Jesus doesn’t try to get the conversation back on track but uses the opportunity to teach her about who he is. Eventually, the woman starts to catch on and she says, “When the Messiah comes, he will explain everything to us.” Jesus then reveals his true identity by saying, “I am he.” This means, “I Am is the one speaking to you.” It’s the term God uses for himself when speaking to Moses from the burning bush. “I Am.”

“Give me this water so I won’t get thirsty and have to keep coming here,” the woman requests of Jesus. She is thinking of the household task of drawing water every day. Jesus is thinking of the deeper matters in her life that had isolated her in the first place so that she must come to the well at a time when no one else did.

She doesn’t want to talk about the inappropriate relationships. They are too disappointing and too shameful. It was much safer to keep the conversation on the well. But Jesus wants her to understand that the water he offers her will heal her of everything that happened in her past. She must first come to terms with who he is, then agree with him about the truth of her life, otherwise called repentance. When we agree with God about the things we’ve done and the choices we’ve made, we can see our lives for what they really are and then take the steps to make changes.

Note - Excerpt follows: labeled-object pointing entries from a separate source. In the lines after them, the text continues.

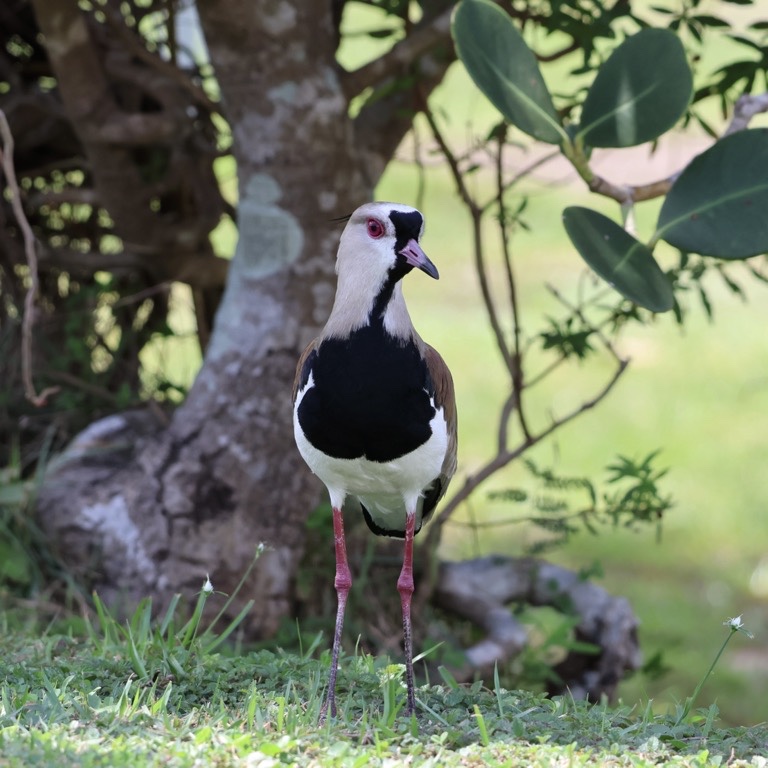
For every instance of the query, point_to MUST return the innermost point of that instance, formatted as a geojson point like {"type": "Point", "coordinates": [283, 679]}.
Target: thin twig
{"type": "Point", "coordinates": [476, 213]}
{"type": "Point", "coordinates": [516, 367]}
{"type": "Point", "coordinates": [28, 320]}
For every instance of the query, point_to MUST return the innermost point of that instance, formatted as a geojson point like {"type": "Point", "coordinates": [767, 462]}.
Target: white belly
{"type": "Point", "coordinates": [386, 489]}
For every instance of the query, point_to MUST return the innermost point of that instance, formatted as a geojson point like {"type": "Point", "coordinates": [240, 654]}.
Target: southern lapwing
{"type": "Point", "coordinates": [374, 410]}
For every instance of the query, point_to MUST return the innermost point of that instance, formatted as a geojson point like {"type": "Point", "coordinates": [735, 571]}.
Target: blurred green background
{"type": "Point", "coordinates": [699, 393]}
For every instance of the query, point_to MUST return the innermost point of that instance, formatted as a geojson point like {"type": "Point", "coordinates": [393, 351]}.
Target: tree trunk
{"type": "Point", "coordinates": [149, 509]}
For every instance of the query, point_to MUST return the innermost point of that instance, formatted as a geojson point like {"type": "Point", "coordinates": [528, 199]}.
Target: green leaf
{"type": "Point", "coordinates": [505, 69]}
{"type": "Point", "coordinates": [640, 92]}
{"type": "Point", "coordinates": [717, 206]}
{"type": "Point", "coordinates": [619, 258]}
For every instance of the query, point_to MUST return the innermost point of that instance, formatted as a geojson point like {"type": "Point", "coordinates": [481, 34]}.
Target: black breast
{"type": "Point", "coordinates": [370, 397]}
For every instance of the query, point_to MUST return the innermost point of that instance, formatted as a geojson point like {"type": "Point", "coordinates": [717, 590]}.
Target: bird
{"type": "Point", "coordinates": [374, 409]}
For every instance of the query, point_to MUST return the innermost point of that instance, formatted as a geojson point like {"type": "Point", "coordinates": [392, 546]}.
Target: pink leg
{"type": "Point", "coordinates": [343, 582]}
{"type": "Point", "coordinates": [405, 588]}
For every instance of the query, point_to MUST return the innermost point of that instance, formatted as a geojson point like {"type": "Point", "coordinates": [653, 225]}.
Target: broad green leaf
{"type": "Point", "coordinates": [619, 258]}
{"type": "Point", "coordinates": [504, 68]}
{"type": "Point", "coordinates": [640, 92]}
{"type": "Point", "coordinates": [717, 206]}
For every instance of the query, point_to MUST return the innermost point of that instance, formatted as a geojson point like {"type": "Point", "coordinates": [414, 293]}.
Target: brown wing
{"type": "Point", "coordinates": [445, 398]}
{"type": "Point", "coordinates": [302, 369]}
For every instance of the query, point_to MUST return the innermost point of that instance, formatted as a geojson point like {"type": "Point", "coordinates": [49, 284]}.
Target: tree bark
{"type": "Point", "coordinates": [159, 507]}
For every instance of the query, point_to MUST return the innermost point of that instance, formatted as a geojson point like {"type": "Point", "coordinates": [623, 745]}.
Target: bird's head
{"type": "Point", "coordinates": [381, 244]}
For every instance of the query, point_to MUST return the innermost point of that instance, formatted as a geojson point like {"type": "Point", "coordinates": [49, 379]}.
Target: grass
{"type": "Point", "coordinates": [113, 697]}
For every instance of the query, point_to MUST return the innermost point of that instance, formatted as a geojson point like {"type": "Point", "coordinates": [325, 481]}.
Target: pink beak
{"type": "Point", "coordinates": [417, 258]}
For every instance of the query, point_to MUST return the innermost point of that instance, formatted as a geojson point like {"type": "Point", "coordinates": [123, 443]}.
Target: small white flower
{"type": "Point", "coordinates": [734, 623]}
{"type": "Point", "coordinates": [737, 625]}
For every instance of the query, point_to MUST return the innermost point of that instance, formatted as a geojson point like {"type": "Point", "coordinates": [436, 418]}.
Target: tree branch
{"type": "Point", "coordinates": [747, 106]}
{"type": "Point", "coordinates": [480, 590]}
{"type": "Point", "coordinates": [503, 458]}
{"type": "Point", "coordinates": [28, 321]}
{"type": "Point", "coordinates": [425, 36]}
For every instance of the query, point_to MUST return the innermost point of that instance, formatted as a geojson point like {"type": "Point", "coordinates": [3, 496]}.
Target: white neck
{"type": "Point", "coordinates": [352, 308]}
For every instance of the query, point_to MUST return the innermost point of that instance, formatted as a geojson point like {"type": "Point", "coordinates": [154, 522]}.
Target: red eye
{"type": "Point", "coordinates": [375, 228]}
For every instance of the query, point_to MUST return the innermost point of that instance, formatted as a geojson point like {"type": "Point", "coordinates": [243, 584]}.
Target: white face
{"type": "Point", "coordinates": [368, 243]}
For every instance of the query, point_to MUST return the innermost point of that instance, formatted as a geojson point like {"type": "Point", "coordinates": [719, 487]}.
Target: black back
{"type": "Point", "coordinates": [371, 397]}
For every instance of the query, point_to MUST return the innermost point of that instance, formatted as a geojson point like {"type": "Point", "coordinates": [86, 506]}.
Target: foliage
{"type": "Point", "coordinates": [710, 209]}
{"type": "Point", "coordinates": [563, 506]}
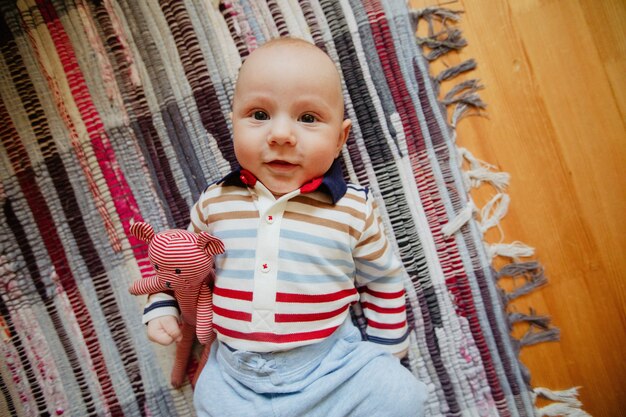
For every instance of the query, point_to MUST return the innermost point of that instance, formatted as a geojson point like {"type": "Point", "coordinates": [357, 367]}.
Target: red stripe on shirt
{"type": "Point", "coordinates": [238, 295]}
{"type": "Point", "coordinates": [282, 297]}
{"type": "Point", "coordinates": [275, 338]}
{"type": "Point", "coordinates": [291, 318]}
{"type": "Point", "coordinates": [232, 314]}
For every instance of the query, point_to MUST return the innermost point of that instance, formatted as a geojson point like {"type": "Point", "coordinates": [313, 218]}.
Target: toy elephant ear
{"type": "Point", "coordinates": [210, 244]}
{"type": "Point", "coordinates": [142, 231]}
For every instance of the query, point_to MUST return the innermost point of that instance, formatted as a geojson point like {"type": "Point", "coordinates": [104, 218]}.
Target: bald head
{"type": "Point", "coordinates": [293, 54]}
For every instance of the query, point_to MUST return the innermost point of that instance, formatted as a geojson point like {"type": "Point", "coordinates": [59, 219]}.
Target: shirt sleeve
{"type": "Point", "coordinates": [380, 280]}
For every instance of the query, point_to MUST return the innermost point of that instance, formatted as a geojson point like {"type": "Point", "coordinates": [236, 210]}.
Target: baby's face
{"type": "Point", "coordinates": [287, 116]}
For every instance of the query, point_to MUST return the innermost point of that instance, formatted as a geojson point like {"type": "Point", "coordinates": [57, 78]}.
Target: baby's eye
{"type": "Point", "coordinates": [260, 115]}
{"type": "Point", "coordinates": [308, 118]}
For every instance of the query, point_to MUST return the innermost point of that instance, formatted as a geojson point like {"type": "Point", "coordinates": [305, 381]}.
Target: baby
{"type": "Point", "coordinates": [302, 246]}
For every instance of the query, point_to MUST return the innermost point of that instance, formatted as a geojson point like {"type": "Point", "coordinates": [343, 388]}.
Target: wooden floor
{"type": "Point", "coordinates": [554, 73]}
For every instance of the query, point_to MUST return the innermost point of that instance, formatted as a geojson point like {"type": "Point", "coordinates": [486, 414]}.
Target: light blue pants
{"type": "Point", "coordinates": [341, 376]}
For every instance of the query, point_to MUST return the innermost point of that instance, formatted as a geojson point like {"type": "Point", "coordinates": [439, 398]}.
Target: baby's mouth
{"type": "Point", "coordinates": [280, 164]}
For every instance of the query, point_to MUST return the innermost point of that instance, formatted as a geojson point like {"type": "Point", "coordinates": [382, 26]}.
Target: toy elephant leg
{"type": "Point", "coordinates": [206, 350]}
{"type": "Point", "coordinates": [183, 353]}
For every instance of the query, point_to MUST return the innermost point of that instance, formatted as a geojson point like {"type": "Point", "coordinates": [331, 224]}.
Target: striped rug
{"type": "Point", "coordinates": [115, 111]}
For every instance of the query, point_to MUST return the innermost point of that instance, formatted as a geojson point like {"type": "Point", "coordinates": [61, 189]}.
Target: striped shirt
{"type": "Point", "coordinates": [293, 266]}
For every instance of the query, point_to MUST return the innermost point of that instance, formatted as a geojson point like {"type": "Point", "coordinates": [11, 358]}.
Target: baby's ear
{"type": "Point", "coordinates": [345, 133]}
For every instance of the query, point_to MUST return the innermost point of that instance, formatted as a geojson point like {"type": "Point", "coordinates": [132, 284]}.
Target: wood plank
{"type": "Point", "coordinates": [555, 86]}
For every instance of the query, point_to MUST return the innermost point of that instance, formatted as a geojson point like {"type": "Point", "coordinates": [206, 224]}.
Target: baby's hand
{"type": "Point", "coordinates": [164, 330]}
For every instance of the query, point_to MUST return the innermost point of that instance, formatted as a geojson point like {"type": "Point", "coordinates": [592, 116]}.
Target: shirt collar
{"type": "Point", "coordinates": [331, 183]}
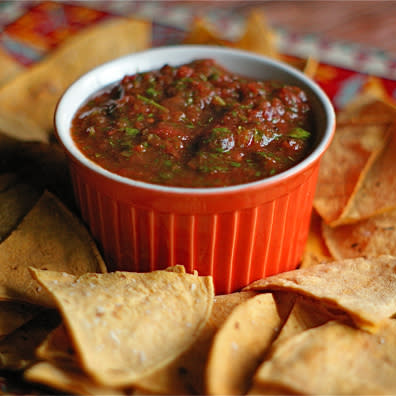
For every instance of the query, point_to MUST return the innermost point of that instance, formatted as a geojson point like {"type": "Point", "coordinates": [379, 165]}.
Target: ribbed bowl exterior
{"type": "Point", "coordinates": [236, 246]}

Then, like the woman at the well, we can be free from sin. The river of cleansing that Jesus offers will flow into us as soon as we start to confess.

In this disjointed conversation with the Samaritan woman, Jesus seizes the opportunity to talk about the nature of God and of the worship he deserves. True worship, according to Jesus, is defined by our relationship to God. We adore a person, not a philosophy or idol set up in his place. We express praise, gratitude, and love to a real, live person.

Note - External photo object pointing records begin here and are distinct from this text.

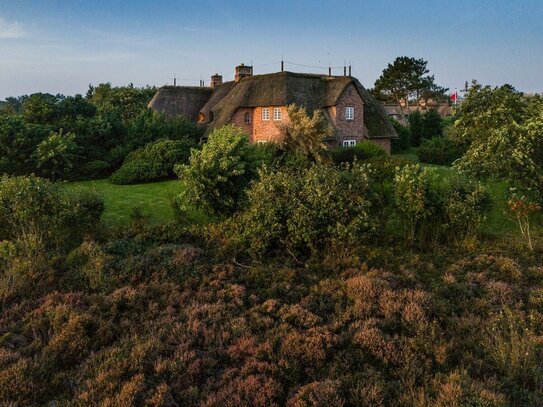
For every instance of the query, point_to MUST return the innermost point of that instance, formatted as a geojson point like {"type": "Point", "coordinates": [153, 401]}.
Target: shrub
{"type": "Point", "coordinates": [362, 151]}
{"type": "Point", "coordinates": [432, 209]}
{"type": "Point", "coordinates": [94, 170]}
{"type": "Point", "coordinates": [304, 212]}
{"type": "Point", "coordinates": [438, 150]}
{"type": "Point", "coordinates": [217, 175]}
{"type": "Point", "coordinates": [425, 126]}
{"type": "Point", "coordinates": [33, 206]}
{"type": "Point", "coordinates": [136, 172]}
{"type": "Point", "coordinates": [154, 161]}
{"type": "Point", "coordinates": [403, 142]}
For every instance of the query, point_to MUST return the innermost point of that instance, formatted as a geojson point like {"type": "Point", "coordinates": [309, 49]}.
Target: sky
{"type": "Point", "coordinates": [62, 46]}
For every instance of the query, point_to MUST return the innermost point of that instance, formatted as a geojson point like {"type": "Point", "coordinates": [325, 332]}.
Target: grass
{"type": "Point", "coordinates": [497, 223]}
{"type": "Point", "coordinates": [152, 200]}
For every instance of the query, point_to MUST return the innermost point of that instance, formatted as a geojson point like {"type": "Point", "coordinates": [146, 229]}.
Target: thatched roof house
{"type": "Point", "coordinates": [258, 105]}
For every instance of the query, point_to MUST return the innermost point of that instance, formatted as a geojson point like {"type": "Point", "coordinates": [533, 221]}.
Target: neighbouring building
{"type": "Point", "coordinates": [258, 104]}
{"type": "Point", "coordinates": [399, 111]}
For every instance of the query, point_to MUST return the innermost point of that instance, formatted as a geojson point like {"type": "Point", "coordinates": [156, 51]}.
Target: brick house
{"type": "Point", "coordinates": [258, 105]}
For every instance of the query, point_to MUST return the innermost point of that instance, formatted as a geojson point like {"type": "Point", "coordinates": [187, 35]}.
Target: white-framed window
{"type": "Point", "coordinates": [277, 114]}
{"type": "Point", "coordinates": [349, 113]}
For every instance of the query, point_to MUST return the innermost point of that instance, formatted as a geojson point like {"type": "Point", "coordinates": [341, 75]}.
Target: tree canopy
{"type": "Point", "coordinates": [406, 78]}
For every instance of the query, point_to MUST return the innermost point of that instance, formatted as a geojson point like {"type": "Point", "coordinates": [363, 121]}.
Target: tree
{"type": "Point", "coordinates": [306, 134]}
{"type": "Point", "coordinates": [56, 154]}
{"type": "Point", "coordinates": [217, 176]}
{"type": "Point", "coordinates": [125, 101]}
{"type": "Point", "coordinates": [41, 108]}
{"type": "Point", "coordinates": [502, 134]}
{"type": "Point", "coordinates": [405, 78]}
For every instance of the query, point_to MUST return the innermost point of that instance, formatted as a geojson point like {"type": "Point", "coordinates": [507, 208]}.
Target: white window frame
{"type": "Point", "coordinates": [247, 119]}
{"type": "Point", "coordinates": [349, 113]}
{"type": "Point", "coordinates": [277, 116]}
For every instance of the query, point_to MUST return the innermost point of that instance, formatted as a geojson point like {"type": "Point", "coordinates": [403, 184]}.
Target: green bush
{"type": "Point", "coordinates": [432, 209]}
{"type": "Point", "coordinates": [94, 169]}
{"type": "Point", "coordinates": [154, 161]}
{"type": "Point", "coordinates": [304, 212]}
{"type": "Point", "coordinates": [403, 142]}
{"type": "Point", "coordinates": [31, 207]}
{"type": "Point", "coordinates": [438, 150]}
{"type": "Point", "coordinates": [362, 151]}
{"type": "Point", "coordinates": [217, 175]}
{"type": "Point", "coordinates": [425, 126]}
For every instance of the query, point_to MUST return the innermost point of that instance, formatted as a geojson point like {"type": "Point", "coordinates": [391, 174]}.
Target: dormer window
{"type": "Point", "coordinates": [349, 113]}
{"type": "Point", "coordinates": [277, 114]}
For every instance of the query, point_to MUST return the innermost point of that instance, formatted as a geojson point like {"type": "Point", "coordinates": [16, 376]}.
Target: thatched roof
{"type": "Point", "coordinates": [180, 100]}
{"type": "Point", "coordinates": [285, 88]}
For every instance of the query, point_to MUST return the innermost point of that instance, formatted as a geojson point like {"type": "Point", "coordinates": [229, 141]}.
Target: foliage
{"type": "Point", "coordinates": [511, 152]}
{"type": "Point", "coordinates": [149, 126]}
{"type": "Point", "coordinates": [126, 101]}
{"type": "Point", "coordinates": [153, 162]}
{"type": "Point", "coordinates": [148, 316]}
{"type": "Point", "coordinates": [432, 209]}
{"type": "Point", "coordinates": [403, 142]}
{"type": "Point", "coordinates": [217, 176]}
{"type": "Point", "coordinates": [31, 207]}
{"type": "Point", "coordinates": [304, 212]}
{"type": "Point", "coordinates": [523, 207]}
{"type": "Point", "coordinates": [306, 134]}
{"type": "Point", "coordinates": [56, 154]}
{"type": "Point", "coordinates": [425, 126]}
{"type": "Point", "coordinates": [405, 78]}
{"type": "Point", "coordinates": [438, 150]}
{"type": "Point", "coordinates": [362, 151]}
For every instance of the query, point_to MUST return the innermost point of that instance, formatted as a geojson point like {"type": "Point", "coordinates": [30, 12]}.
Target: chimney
{"type": "Point", "coordinates": [243, 71]}
{"type": "Point", "coordinates": [216, 80]}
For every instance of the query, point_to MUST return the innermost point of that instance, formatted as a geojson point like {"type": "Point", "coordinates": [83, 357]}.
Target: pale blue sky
{"type": "Point", "coordinates": [60, 46]}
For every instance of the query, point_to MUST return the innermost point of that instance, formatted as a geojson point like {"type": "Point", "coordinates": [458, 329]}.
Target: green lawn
{"type": "Point", "coordinates": [153, 200]}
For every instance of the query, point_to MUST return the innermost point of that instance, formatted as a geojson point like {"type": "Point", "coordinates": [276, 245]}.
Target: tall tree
{"type": "Point", "coordinates": [407, 78]}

The twists and turns of this dialogue between Jesus and the Samaritan woman cover a lot of ground. How do the topics of life-giving water, repentance, and worship relate? It begins with the presence of God. He appeared that day in Samaria, near Mount Gerizim, in the form of the human Jesus. He invited a woman into conversation with the goal of helping her see her life accurately so that she might make changes. When the repentance and confession was completed, she was then released from sin and able to worship God in a proper way.

The presence of God invites repentance which in turn invites worship. We see what God has done for us and then our hearts respond with outpourings of love and gratitude. This happened in the woman’s life when she left her water jar and went back to town to invite her neighbors to come and see Jesus. She took action as a result of having been in God’s presence.

We can follow the same pattern in our own lives. At some point, we encounter the presence of God because he is searching for us, the lost sheep. “While we were still sinners, Christ died for us,” Romans says. Then God helps us see, by the gentle power of the Holy Spirit, what our lives are really like. We make changes by confessing and allowing him to wash us clean. We are released from sin and free to take action, to move in faith as a result of being in God’s presence. This can happen when we first become a Christian, and also every day of our lives as we grow in relationship with him, praising, serving, and loving him with our worship.